ŞEHİR Planlamaları laf olsun diye düşünülen planlar olmamalı.
Gerçi geçmiş dönemlerde bu planlamalar ehli ile yapılan şeyler değildi.
Mesela Kemal Vehbi Gül dönemini hatırlıyorum.
Yılmaz ağabey vardı plan işlerinden anlayan...
O derse, o idi.
Tabii en baştaki iradenin işin içine girmediği zamanlar…
Eş, dost, akrabayı tarikat kısmını karıştırmıyorum bile…
İşte ta o zamanlardan gelen yanlışlar şimdilerde Samsun’un çıkmazları haline geldi.
Bir takım pansumanlar yapılıyor ama geçici…
Sorunlar o kadar kronikleşmiş ki öyle basit dokunmalarla kesin çözümlere ulaşılacak gibi değil.

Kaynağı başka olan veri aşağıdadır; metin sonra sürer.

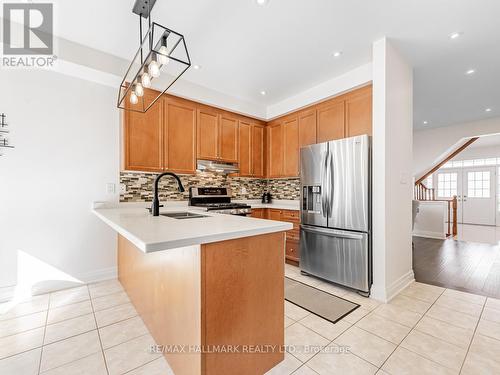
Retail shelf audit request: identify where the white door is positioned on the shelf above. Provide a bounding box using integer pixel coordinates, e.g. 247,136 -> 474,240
462,167 -> 496,225
433,168 -> 462,223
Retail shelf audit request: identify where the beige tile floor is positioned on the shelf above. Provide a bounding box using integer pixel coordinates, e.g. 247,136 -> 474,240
0,265 -> 500,375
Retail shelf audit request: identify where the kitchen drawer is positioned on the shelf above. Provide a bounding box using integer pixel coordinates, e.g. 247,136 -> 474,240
285,239 -> 300,262
281,210 -> 300,223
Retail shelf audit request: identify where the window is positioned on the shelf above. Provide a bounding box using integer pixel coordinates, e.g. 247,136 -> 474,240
441,158 -> 500,169
438,173 -> 457,198
467,171 -> 491,198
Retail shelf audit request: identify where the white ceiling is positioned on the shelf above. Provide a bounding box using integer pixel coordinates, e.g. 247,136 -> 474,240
468,134 -> 500,148
47,0 -> 500,128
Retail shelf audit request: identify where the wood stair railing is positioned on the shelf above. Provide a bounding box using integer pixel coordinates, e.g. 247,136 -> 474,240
415,137 -> 479,186
414,137 -> 479,237
414,182 -> 458,237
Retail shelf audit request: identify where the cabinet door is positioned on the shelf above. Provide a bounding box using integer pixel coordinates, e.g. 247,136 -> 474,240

Cumartesi günü maçtan dönüyorum.
Gündüz gelirken içine girdiğim yoğun trafiği gözeterek çevre yolunu tercih edeyim dedim.
Aman Allah’ım, o nasıl bir trafik!
Sanki çevre yolu değil, İstiklal Caddesi ya da pik saatlerde Atatürk Bulvarı.
Araçlar birbirinin peşinde rahvan adım gidiyor.
Sorsanız, adı Çevreyolu!
Görüntü her şeyi zaten söylüyor;
Burası Çevreyolu falan değil.
Öyle anılsa da görüntü inkar ediyor.
Bu kentin, araçların gelip giderek ulaşacakları kentlerin sürekli büyüdüklerini aynı oranda taşıt sayılarının arttığını düşünecek olursak yarın bir gün adı, Çevreyolu değil Çile Yolu olacağı kesin.
Zaten Çevreyolu olsa, ‘güzergah üzerinde 50-70 km sınırlamalarının işi ne’ diyeceksiniz.
Lafı gevelemeden işin aslına gelelim.
Bu kente Doğu Çevre Yolu’nu inşa etmek artık şart ötesi!
Kimse çok para demesin.
Ordu’nun yaptığını biz yapamayacaksak;
Büyükşehir unvanını alın, başınıza çalın!